Al identificar los sitios de vulnerabilidad a los anticuerpos que son
compartidos por un gran número de cepas de la gripe se pueden diseñar vacunas
que “se vean menos afectadas por las mutaciones virales”, explicó otro de los
autores, Patrick Wilson.
Los anticuerpos de ancla que describen se unen a dicho sitio. “Los
propios anticuerpos también pueden desarrollarse como fármacos con amplias
aplicaciones terapéuticas”, detalló Wilson.
Las vacunas contra la gripe suelen inducir al sistema inmunitario a
generar anticuerpos que reconocen la cabeza de la hemaglutinina (HA), proteína
que se extiende hacia fuera desde la superficie del virus de la gripe. La
cabeza es la región más accesible de la HA, lo que la convierte en una buena
diana para el sistema inmunitario. Por desgracia, también es una de las más
variables. De un año a otro, la cabeza de la HA suele mutar, lo que hace
necesarias nuevas vacunas.
Los investigadores han diseñado vacunas experimentales contra la gripe
para que sean más universales, estimulando al organismo para crear anticuerpos
contra la región del tronco de la HA, menos variable, que se extiende como un
tronco entre el virión de la gripe y la cabeza de la HA. Algunas de estas
vacunas universales contra la gripe se encuentran actualmente en los primeros
ensayos clínicos.
En este nuevo estudio, el equipo caracterizó 358 anticuerpos diferentes
presentes en la sangre de personas a las que se les había administrado una
vacuna contra la gripe estacional, que estaban en un ensayo de fase I de una
vacuna universal experimental contra la gripe o que se habían infectado de
gripe de forma natural.
Muchos de los anticuerpos presentes en la sangre de los participantes
eran anticuerpos que ya se sabía que reconocían la cabeza o el tronco de la HA.
Sin embargo, un grupo de anticuerpos nuevos destacó: los anticuerpos se unieron
a la parte inferior del tronco, cerca de donde cada molécula de HA se une a la
membrana del virión de la gripe.
Denominaron a esta sección de la HA el ancla, y comenzaron a estudiarla
más a fondo. En total, los científicos identificaron 50 anticuerpos diferentes
contra el ancla de la HA, procedentes de un total de 21 individuos.

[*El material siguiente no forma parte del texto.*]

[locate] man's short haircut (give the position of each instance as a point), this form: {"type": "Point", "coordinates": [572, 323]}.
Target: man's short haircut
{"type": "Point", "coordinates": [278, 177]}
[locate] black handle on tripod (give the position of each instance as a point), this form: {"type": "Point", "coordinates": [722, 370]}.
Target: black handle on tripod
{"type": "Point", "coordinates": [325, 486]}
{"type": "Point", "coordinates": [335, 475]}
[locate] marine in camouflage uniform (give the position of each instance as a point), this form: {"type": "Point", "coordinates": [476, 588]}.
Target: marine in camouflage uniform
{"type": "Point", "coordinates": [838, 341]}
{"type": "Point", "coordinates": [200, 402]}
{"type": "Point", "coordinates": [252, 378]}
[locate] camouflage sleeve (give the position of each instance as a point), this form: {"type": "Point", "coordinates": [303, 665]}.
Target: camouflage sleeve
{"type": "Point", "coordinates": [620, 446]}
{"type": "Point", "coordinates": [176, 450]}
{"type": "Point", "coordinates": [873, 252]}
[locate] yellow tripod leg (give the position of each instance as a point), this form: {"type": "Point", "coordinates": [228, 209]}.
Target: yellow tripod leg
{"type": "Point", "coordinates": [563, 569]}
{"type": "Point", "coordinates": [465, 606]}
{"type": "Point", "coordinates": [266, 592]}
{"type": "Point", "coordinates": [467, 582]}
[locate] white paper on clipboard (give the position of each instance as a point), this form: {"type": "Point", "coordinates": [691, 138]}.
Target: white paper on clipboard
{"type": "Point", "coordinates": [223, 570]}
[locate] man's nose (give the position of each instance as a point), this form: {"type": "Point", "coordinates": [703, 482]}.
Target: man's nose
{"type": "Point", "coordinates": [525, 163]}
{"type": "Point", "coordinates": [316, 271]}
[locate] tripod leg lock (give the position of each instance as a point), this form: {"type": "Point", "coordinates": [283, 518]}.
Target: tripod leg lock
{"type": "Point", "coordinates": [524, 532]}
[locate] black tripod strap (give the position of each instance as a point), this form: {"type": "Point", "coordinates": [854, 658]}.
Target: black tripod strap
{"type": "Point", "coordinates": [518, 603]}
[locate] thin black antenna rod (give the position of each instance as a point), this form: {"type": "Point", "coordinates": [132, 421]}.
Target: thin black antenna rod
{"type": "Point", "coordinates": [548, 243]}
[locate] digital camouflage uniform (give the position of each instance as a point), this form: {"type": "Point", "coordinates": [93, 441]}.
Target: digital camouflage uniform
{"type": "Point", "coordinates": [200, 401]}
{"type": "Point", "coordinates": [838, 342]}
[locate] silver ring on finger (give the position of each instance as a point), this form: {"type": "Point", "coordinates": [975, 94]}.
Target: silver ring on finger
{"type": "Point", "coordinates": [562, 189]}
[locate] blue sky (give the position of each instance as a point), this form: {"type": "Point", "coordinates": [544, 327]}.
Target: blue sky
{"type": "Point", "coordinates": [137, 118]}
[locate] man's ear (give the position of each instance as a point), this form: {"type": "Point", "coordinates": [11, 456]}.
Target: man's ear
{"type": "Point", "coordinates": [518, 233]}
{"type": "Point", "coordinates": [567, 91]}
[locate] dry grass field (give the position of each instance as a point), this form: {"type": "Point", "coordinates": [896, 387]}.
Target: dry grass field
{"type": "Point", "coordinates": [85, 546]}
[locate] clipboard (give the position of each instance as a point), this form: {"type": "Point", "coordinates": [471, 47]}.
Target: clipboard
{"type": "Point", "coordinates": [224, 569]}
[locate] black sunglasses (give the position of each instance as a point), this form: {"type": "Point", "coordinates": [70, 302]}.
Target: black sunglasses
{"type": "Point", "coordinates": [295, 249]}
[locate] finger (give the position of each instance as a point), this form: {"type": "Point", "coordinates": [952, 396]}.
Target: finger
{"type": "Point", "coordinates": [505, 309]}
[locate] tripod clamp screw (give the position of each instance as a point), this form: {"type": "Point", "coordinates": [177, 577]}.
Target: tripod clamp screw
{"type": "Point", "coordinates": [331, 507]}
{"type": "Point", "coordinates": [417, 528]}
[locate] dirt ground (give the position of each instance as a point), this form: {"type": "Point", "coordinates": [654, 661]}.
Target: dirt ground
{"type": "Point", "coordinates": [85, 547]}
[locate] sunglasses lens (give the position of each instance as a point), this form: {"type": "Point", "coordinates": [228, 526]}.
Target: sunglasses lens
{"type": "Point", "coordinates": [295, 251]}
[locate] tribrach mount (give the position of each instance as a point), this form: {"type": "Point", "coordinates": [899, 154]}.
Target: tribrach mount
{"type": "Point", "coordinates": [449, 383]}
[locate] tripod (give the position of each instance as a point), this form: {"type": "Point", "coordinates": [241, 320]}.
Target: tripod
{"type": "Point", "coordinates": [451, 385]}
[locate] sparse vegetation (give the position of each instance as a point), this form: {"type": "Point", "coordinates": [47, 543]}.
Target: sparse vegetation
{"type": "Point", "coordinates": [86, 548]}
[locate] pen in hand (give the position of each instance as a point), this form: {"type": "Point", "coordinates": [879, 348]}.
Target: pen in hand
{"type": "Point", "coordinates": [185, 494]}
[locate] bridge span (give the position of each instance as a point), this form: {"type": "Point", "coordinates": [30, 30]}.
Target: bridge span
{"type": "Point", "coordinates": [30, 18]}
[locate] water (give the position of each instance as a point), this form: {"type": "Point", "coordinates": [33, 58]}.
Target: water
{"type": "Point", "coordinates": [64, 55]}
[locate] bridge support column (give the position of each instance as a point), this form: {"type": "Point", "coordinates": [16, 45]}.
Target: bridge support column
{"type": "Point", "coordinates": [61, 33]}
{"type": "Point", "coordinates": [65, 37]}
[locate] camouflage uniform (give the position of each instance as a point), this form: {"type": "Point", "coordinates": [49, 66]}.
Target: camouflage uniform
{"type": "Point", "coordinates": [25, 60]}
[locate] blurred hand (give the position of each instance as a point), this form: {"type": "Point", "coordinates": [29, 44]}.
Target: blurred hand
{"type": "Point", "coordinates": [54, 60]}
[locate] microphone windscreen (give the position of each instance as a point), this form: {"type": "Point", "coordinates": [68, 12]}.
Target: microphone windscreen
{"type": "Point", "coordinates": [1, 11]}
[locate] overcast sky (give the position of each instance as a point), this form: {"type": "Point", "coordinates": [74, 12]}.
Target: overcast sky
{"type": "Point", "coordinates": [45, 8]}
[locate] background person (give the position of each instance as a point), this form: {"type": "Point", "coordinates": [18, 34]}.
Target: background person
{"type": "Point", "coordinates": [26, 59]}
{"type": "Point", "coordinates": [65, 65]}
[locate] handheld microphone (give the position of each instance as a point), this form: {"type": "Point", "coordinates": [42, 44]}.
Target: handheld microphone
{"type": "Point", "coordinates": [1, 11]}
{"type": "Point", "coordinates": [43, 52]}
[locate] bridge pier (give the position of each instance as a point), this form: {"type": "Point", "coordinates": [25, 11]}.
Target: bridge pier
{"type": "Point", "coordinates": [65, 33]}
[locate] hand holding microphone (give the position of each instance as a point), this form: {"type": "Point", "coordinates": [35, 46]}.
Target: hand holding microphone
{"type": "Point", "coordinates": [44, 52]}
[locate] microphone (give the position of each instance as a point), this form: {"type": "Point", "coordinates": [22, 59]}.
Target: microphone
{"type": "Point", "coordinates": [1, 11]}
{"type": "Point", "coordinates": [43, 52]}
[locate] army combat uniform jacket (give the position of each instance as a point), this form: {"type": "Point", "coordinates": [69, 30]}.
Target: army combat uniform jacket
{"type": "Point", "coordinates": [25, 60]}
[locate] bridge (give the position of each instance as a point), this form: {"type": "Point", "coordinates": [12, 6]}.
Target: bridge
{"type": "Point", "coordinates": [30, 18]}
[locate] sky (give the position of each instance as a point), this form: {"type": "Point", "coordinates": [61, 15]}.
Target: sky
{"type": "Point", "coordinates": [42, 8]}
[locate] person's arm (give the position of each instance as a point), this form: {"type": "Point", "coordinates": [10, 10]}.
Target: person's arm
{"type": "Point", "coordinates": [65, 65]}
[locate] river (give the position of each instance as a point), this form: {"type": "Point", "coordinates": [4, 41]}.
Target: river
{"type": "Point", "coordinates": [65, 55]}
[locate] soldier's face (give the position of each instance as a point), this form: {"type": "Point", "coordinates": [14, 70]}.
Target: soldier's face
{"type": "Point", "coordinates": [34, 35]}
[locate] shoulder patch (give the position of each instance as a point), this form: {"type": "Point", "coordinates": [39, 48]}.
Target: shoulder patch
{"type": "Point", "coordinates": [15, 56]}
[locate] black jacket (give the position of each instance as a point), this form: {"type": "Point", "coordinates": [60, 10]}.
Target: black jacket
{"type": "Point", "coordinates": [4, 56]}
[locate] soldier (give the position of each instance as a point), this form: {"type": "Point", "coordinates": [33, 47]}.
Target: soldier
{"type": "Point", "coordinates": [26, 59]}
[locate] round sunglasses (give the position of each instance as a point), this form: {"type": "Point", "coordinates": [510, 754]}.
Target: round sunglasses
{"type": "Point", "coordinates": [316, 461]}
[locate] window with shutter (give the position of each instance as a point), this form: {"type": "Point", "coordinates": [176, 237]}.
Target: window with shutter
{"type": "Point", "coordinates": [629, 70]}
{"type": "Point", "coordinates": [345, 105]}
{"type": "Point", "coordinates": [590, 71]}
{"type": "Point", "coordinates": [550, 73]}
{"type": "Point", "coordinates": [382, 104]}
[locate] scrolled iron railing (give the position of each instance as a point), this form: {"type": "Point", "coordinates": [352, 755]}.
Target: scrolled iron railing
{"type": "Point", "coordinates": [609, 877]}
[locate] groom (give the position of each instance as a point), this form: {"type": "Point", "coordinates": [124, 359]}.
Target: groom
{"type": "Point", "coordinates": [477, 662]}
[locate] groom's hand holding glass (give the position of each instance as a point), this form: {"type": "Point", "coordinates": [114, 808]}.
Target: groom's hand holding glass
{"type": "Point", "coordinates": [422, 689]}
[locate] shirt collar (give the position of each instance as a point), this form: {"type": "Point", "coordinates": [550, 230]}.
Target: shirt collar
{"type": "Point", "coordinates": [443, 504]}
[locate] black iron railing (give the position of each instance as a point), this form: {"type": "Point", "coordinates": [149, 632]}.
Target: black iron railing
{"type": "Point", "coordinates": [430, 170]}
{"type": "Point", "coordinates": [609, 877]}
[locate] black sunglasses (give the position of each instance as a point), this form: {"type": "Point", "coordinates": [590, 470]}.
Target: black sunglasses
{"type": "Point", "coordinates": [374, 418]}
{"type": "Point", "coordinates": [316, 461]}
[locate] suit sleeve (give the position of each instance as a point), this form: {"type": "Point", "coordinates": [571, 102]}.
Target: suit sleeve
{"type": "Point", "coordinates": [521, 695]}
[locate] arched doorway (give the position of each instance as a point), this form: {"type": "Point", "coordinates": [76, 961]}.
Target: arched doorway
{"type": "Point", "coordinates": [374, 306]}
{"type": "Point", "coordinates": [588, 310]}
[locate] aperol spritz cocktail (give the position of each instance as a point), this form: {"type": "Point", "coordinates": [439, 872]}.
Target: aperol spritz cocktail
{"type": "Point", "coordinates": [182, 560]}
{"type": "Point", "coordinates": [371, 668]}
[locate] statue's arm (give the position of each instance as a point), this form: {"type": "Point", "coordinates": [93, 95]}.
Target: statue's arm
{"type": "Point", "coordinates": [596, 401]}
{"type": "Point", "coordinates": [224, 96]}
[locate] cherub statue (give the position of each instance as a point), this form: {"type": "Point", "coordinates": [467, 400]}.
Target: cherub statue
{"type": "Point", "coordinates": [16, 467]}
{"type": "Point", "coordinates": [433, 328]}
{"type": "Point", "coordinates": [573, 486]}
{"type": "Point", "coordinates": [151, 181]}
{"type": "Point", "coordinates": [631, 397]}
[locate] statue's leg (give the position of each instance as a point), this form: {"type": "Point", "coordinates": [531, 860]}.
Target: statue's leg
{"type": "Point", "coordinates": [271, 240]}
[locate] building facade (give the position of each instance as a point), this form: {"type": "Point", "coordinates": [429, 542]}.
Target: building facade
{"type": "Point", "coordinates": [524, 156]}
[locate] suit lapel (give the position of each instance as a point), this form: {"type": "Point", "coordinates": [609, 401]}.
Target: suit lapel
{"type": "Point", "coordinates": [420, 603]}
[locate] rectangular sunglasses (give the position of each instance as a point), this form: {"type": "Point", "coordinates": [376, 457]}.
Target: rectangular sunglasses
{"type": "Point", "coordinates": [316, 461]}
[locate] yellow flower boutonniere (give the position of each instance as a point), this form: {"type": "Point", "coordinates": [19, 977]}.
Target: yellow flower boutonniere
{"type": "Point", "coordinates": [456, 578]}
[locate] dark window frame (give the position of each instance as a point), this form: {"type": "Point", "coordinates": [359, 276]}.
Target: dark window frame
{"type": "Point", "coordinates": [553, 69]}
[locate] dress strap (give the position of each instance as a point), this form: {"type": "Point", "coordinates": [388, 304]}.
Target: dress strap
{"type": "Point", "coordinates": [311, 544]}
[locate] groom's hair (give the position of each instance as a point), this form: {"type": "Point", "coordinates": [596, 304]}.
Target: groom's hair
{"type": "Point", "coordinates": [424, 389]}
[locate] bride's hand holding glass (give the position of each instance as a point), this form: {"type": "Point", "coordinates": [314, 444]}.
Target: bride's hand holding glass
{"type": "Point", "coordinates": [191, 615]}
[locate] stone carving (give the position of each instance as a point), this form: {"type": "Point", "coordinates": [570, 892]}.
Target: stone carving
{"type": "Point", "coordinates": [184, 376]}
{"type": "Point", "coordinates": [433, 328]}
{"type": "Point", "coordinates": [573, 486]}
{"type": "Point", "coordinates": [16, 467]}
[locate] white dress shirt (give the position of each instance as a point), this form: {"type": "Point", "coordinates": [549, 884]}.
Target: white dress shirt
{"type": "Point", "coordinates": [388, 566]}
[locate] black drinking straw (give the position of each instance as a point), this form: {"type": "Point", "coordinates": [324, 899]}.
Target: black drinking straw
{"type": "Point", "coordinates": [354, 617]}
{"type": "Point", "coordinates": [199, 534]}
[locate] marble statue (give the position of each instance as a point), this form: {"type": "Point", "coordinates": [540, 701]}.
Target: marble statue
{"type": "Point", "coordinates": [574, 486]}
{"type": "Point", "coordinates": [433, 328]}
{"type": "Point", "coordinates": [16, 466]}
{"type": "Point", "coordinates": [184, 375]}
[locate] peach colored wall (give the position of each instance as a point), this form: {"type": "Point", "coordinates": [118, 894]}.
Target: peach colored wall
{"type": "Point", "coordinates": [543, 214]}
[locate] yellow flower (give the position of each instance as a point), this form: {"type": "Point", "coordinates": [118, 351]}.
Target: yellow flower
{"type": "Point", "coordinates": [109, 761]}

Descubrieron que los anticuerpos reconocían una variedad de virus de la
gripe H1, que representan muchas cepas de la gripe estacional. Algunos de los
anticuerpos también fueron capaces de reconocer las cepas pandémicas H2 y H5 de
la gripe en pruebas de laboratorio. Y en ratones, los anticuerpos protegieron
con éxito contra la infección por 3 virus de la gripe H1 diferentes.
“Para aumentar nuestra protección frente a estos virus
altamente mutantes, necesitamos tener tantas herramientas como podamos. Este
descubrimiento añade una diana más altamente potente a nuestro repertorio”,
apuntaron los autores.
Estos anticuerpos parecen ser bastante comunes en las personas y
pertenecen a una clase de anticuerpos que el cuerpo de cualquier persona puede
producir, una consideración importante a la hora de diseñar una vacuna que
estimule su desarrollo.
“El sistema inmunitario humano ya tiene la capacidad de
fabricar anticuerpos contra este epítopo, así que sólo es cuestión de aplicar
métodos modernos de ingeniería de proteínas para fabricar una vacuna que pueda
inducir esos anticuerpos en cantidades suficientes”, añadieron al respecto.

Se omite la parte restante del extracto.